Un petit prince et un mouton… La librettiste néerlandaise Sophie Kassies reprend la formule éprouvée de Saint Exupéry comme un clin d’oeil pour Mouton, un pasticcio initiatique qui se veut également introduction au répertoire baroque pour le jeune public. Mouton ( Julien Freymuth) vit anonyme au milieu de son troupeau jusqu’à sa rencontre avec Lorenzo (Sébastien Dutrieux), prince en fuite qui refuse son nom en raison d’un héritage trop lourd à porter. L’amitié qui lie rapidement les deux personnages plonge Mouton dans un gouffre existentiel : cette amitié le rend unique, et pourtant il n’a pas de nom, il n’est donc pas un individu à part entière.
Le voyage qu’il entreprend alors en quête d’identité suit la trajectoire inverse de celle du prince qui aspire à l’anonymat. Il les mènera du cimetière – où tout ce qui vous reste, c’est votre nom – à une confrérie religieuse qui vous le confisque, en passant par un bal où masqué, l’on peut échapper à soi-même. Les deux amis finiront par reprendre chacun leur rang, qui sur le trône, qui au sein du troupeau ; à ceci prêt que désormais, leur place dans le monde ne sera plus subie mais choisie.
Anna Stolze a eu la belle idée d’une plateforme rotative sur laquelle se déroule l’essentiel de l’action. Ainsi, elle rend perceptible la dimension circulaire de cette expérience qui ramène ses protagonistes à leur point de départ. Les artistes peuvent s’y cacher, la transformer en portail, en cimetière en en verticalisant certains éléments, ou encore faire descendre des cintres tout un attirail d’accessoires aussi charmants que loufoques. A cette scénographie brillante, complétée par de très beaux costumes, Rogier Hardeman adjoint une direction d’acteur intelligente, précise, où même les trois instrumentistes deviennent partie prenante de l’histoire. Il n’est pas toujours facile d’obtenir un véritable engagement scénique des musiciens. Or les artistes de la Chapelle Rhénane, bêlant de concert, sont tout à fait convaincants. Ils sont également très bien entourés par un comédien de haute volée, habitué des scènes lyriques – Sébastien Dutrieux – ainsi que par deux bons comédiens-chanteurs. Julien Freymuth, juvénile, dégingandé, incarne le rôle-titre en lui insufflant une naïveté touchante. Le contre-ténor n’est peut-être pas au mieux de sa forme en cette journée glaciale : les aigus sont un peu pincés, le second air chanté mezza voce à l’excès ; qu’importe, Mouton nous touche et c’est là l’essentiel. Anaïs Yvoz, membre cette année de l’Opéra Studio de l’Opéra du Rhin, lui donne la réplique avec brio. La voix est charnue, remarquablement homogène dans l’ensemble des registres et bien timbrée dans les graves .

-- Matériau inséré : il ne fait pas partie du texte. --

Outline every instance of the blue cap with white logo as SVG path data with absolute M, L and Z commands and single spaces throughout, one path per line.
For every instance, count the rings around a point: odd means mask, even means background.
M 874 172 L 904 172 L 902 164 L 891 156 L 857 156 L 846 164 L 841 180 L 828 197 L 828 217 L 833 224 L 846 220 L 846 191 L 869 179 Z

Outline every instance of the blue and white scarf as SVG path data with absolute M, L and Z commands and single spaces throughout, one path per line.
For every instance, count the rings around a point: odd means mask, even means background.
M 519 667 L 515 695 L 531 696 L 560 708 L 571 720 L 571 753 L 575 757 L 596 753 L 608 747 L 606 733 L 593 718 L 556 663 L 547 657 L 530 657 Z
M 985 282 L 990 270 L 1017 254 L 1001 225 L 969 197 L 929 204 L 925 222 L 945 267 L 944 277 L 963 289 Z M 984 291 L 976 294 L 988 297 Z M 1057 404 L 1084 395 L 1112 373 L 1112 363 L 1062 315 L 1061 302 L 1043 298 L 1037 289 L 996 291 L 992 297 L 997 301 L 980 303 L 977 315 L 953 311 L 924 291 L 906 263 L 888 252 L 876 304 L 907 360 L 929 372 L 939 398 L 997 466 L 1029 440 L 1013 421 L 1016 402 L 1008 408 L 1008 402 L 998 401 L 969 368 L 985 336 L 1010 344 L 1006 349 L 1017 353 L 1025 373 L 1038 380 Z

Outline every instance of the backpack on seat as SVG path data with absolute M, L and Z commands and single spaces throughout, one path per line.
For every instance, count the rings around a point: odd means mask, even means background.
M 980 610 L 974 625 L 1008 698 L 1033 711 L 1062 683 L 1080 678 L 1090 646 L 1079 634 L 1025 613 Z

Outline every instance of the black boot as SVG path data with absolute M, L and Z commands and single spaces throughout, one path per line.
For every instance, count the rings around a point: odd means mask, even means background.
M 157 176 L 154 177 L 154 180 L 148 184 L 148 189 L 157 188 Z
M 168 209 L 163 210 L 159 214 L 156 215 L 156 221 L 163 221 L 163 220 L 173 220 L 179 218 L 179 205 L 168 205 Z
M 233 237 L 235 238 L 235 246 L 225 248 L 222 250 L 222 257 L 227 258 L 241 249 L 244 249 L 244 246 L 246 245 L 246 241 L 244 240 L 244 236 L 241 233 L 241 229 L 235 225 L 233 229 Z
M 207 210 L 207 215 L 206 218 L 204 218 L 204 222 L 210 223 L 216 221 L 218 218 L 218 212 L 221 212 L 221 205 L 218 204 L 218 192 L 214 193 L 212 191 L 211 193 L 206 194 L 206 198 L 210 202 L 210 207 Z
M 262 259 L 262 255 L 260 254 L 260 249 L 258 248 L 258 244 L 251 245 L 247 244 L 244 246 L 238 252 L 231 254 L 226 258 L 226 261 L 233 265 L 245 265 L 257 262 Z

D’après le programme, Mouton relève du genre du théâtre musical et ce que l’on peut regretter peut-être, c’est que cette équipe talentueuse ne serve pas des partitions plus marquantes. Ceci dit, les pièces courtes choisies chez Purcell, Haendel ou Monteverdi acceptent aisément les textes français de circonstance – une tradition éminemment baroque. De même, la réduction à trois instruments (claviers, violone et harpe) fonctionne bien même si le volume est un peu faible parfois, notamment, et c’est logique, sur le Presto de l’Estate de Vivaldi. Cette évocation de tempête s’agrémente d’artifices scéniques de l’époque, qui, tout comme la fluidité de l’alternance parlé/chanté, permet au jeune public de se glisser aisément dans les codes du répertoire baroque.
Crée il y a 5 ans, ce spectacle connaît un succès qui ne se dément pas. Il sera repris fin janvier à Mulhouse, puis en février à l’opéra de Metz.